What a world where we are continually lied to economically and spiritually oppressed by people & their manipulations.
Currently Britain is holding on to place names of slavers and holding the cannabis licensing act above our heads while all our representatives voted for it. Continually stifling economic advances and personal freedoms.
To take it into the realm of educated conspiracy about the war on drugs what will they jail minorities & peacemakers for if they’re legal?
In the end it’s a failed war similar to Afghanistan they create the criminals they wish to jail.
There is more info when you look into the specifics of colonialism from the Caribbean to India, China and Afghanistan yes the British have a colonial past in Afghanistan.
The ‘war on drugs’ is really a war on people. Those are the tools they use and I think they don’t want to let go of their stick.
It’s surprising that people can be uneducated about it back in England, but if your friends owned a few estates they probably aren’t funding education on the source of their fortunes....
The Staple Singers
Go listen to it where ever you get your music. Youtube etc.
the Lord will forever bless you and your family for your kind venture.
Moreover, under the Abolition Act of 1833, the UK borrowed £20M to compensate slave owners for the lost of their chattel property; this £20M equated to 40% of the UK budget at the time; loan was paid off in 2015, meaning that Black Britons were helping to pay off a loan whose purpose was to compensate slave owners who owned their ancestors.
The hard truth is that the only people that have not benefited from slavery are the slaves and their descendants. Up to this hour, neither slaves nor descendants have received a farthing for the fruits of slave labour. Reparations is a divisive word for many descendants of slave owners.

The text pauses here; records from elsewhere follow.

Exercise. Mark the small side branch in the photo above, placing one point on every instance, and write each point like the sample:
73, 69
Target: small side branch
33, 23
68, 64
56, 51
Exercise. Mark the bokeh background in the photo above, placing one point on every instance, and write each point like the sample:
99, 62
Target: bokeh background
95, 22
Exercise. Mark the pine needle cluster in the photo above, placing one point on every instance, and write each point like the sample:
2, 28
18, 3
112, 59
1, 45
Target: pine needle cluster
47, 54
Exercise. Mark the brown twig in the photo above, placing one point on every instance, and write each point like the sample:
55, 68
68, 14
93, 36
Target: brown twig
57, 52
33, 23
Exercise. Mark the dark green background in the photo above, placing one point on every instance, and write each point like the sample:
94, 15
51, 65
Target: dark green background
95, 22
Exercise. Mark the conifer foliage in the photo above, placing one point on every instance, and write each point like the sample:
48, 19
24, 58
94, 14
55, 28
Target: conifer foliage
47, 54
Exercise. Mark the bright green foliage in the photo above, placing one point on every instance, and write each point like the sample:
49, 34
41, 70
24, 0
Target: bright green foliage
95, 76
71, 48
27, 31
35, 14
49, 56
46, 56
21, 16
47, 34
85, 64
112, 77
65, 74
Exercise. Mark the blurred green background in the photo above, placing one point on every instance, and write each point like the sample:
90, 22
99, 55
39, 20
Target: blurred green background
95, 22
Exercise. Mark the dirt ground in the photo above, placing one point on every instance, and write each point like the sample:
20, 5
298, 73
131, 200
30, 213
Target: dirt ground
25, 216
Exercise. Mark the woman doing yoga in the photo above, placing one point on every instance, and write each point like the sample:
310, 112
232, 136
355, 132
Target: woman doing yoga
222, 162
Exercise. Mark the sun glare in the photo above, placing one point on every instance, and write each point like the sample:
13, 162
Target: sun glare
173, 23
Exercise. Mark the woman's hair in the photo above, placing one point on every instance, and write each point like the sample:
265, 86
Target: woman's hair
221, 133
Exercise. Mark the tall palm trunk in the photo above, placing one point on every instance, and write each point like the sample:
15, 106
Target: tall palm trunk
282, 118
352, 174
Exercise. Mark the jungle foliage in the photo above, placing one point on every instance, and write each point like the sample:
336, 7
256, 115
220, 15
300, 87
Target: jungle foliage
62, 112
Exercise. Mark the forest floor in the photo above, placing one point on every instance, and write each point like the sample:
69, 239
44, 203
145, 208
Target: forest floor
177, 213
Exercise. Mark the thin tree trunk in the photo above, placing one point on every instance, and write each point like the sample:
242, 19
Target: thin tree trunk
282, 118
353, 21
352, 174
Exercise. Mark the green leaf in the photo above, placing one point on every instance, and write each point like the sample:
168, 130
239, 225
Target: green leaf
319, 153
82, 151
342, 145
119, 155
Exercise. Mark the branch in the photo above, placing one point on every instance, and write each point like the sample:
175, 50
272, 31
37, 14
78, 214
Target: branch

The excuses are many, ie, 1)slaves descendants are looking for a free check, 2) it will bankrupt the UK, 3) slavery was so long ago and it is time to move on, 4) no one today owned any slaves, 5)descendants should not be held liable for the egregious behaviour of ancestors.......etc. All of this is an old canard that is not going to fly. Here is a news flash. Slavery created a classist society and special unearned privileges for slave owners and their descendants. They enjoyed special unearned privileges in healthcare, education, employment/jobs, housing, sports, military, houses of worship, dietary choices ....etc. Ms. Freeman contribution is a good gesture and good first step.Nonetheless, a comprehensive reparations programme is needed to make slave descendants whole. Reparations is much more than cash payments; it should include plans, programmes.....etc.